I am always looking for new ways to improve my Emacs experience. Months ago, it happened to my spell-checking configuration thanks to the work of Nicolas Petton.
(defvar mu-languages-ring nil "Languages ring for Ispell")
(let ((languages '("en_GB" "it_IT")))
(validate-setq mu-languages-ring (make-ring (length languages)))
(dolist (elem languages) (ring-insert mu-languages-ring elem)))
(defun mu-cycle-ispell-languages ()
(interactive)
(let ((language (ring-ref mu-languages-ring -1)))
(ring-insert mu-languages-ring language)
(ispell-change-dictionary language)))
This handy code lets me cycle quickly through the languages I need in Flyspell. However, wouldn’t it be easier if Emacs was capable of automatic language detection?
That’s the hole the guess-language package fills.
(use-package guess-language ; Automatically detect language for Flyspell
:ensure t
:defer t
:init (add-hook 'text-mode-hook #'guess-language-mode)
:config
(setq guess-language-langcodes '((en . ("en_GB" "English"))
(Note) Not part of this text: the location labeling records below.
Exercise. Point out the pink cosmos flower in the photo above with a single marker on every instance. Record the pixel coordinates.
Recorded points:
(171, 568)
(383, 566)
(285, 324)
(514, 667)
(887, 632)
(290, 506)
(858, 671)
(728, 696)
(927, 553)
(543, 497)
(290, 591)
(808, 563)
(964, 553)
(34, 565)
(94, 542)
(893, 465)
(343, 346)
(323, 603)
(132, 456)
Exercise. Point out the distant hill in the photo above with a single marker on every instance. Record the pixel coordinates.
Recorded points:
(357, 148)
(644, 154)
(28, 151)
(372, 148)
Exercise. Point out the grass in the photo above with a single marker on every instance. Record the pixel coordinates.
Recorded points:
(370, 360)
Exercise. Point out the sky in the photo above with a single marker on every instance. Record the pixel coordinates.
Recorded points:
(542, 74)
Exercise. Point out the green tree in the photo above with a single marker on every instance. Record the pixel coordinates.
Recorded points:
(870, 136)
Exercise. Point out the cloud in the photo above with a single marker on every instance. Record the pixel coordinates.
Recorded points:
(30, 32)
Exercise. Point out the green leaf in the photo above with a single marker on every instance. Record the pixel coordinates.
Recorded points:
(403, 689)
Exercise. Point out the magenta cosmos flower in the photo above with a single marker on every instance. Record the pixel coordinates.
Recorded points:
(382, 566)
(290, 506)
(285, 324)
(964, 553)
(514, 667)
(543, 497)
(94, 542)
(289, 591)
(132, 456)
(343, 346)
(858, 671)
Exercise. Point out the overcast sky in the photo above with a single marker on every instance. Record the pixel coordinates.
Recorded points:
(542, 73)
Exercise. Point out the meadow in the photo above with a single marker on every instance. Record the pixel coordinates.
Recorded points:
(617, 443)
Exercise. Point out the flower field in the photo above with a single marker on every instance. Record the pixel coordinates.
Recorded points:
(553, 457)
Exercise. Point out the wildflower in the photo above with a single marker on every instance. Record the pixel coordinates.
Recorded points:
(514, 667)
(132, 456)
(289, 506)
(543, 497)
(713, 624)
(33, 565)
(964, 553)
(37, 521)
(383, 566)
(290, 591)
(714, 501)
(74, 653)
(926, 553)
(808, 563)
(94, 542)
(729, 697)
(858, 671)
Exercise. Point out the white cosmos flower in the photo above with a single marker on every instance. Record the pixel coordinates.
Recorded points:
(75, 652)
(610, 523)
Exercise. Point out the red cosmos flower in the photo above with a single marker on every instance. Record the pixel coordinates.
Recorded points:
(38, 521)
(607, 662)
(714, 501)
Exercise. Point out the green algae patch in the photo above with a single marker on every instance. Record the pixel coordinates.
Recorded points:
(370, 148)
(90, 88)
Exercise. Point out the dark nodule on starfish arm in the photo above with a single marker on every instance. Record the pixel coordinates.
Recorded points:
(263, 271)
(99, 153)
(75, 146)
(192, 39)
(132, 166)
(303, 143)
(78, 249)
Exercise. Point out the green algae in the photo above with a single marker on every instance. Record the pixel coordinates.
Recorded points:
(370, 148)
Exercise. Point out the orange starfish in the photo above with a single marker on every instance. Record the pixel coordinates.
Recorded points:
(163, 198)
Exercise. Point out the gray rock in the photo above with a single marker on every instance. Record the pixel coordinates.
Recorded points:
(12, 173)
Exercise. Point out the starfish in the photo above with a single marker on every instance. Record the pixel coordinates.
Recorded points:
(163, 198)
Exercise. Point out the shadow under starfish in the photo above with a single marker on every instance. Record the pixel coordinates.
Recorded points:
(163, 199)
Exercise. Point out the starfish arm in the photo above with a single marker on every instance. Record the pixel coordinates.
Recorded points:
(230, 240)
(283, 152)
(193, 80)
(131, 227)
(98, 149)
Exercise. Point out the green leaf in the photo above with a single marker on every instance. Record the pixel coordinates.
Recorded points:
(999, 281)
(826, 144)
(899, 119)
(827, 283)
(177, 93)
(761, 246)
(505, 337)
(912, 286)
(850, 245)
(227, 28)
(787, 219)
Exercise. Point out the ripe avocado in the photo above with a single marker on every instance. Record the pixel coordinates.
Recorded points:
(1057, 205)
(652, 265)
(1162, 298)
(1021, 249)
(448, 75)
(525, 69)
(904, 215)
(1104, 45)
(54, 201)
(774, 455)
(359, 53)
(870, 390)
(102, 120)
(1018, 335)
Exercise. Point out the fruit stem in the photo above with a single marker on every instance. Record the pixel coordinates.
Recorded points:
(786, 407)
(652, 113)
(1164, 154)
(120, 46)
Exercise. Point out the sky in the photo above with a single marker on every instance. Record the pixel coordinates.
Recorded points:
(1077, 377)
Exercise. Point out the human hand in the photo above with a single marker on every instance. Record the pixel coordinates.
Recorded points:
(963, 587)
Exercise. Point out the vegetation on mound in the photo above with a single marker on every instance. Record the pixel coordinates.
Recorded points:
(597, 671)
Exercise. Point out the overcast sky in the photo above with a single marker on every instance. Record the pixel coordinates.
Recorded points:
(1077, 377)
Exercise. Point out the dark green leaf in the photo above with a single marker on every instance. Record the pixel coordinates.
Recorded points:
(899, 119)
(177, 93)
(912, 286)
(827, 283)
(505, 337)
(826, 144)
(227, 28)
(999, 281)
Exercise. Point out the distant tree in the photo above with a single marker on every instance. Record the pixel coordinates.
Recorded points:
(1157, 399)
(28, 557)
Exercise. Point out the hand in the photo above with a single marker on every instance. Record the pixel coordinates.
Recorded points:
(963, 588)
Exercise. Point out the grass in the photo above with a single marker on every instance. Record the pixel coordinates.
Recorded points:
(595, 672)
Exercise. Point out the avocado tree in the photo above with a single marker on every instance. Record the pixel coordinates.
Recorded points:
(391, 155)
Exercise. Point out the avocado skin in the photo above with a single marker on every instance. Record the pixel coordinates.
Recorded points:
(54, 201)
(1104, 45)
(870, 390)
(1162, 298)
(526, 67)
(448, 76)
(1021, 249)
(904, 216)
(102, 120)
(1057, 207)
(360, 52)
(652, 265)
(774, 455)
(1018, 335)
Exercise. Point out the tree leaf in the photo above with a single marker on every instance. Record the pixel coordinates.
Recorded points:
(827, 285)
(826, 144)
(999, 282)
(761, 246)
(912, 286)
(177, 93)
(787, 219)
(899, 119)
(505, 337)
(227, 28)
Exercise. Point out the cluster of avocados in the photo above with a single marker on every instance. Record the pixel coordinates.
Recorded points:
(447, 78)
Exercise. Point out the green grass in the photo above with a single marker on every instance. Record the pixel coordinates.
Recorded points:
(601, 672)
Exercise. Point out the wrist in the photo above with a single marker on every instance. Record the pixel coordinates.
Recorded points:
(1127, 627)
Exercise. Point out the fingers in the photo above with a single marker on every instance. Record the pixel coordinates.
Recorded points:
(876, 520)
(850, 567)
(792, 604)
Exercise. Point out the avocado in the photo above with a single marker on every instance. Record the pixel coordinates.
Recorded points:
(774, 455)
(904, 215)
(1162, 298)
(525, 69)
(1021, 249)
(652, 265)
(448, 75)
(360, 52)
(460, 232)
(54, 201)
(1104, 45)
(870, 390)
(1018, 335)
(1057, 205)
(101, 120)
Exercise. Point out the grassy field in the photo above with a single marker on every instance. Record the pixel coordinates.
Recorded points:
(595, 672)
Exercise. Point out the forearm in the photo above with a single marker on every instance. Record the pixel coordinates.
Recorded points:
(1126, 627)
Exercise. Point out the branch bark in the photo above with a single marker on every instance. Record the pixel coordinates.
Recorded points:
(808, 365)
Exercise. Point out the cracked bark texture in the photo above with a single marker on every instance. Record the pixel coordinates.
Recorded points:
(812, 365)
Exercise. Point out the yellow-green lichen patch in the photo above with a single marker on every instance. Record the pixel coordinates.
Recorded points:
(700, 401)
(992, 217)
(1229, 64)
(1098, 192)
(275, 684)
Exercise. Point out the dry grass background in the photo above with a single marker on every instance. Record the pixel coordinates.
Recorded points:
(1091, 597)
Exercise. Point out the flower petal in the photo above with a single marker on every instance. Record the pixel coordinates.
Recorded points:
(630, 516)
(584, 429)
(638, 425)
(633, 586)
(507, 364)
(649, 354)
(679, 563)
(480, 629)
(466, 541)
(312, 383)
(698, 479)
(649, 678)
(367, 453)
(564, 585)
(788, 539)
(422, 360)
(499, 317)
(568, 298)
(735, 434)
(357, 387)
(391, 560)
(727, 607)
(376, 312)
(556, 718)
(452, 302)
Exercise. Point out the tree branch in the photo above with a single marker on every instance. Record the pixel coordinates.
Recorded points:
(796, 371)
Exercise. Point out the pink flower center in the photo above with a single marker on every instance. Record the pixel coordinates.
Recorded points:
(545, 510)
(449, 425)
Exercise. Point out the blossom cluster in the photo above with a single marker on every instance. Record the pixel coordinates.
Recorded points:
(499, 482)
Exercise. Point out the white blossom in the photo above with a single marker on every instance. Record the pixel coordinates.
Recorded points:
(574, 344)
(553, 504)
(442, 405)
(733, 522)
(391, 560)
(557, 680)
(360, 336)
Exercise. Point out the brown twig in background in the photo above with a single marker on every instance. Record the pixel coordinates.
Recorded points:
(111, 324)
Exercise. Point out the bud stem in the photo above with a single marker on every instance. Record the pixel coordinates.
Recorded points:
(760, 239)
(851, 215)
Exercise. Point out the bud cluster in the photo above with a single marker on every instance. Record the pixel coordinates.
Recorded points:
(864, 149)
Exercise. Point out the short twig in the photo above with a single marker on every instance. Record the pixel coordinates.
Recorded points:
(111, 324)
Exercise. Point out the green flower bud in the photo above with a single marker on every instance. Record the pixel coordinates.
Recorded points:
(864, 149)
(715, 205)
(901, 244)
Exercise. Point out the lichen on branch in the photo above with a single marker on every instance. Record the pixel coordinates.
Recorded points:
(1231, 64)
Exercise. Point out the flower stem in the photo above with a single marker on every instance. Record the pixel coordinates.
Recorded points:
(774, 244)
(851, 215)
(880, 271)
(it . ("it_IT" "Italian")))
guess-language-languages '(en it)
guess-language-min-paragraph-length 45)
:diminish guess-language-mode)
Notice how I set guess-language-langcodes
. It has to be set this way to make
guess-language
work with my setup for Hunspell.
Support for different languages and language detection for multiple languages in
the same document are provided out of the box. guess-language
is still young,
but it’s already making spell-checking in Emacs so much easier.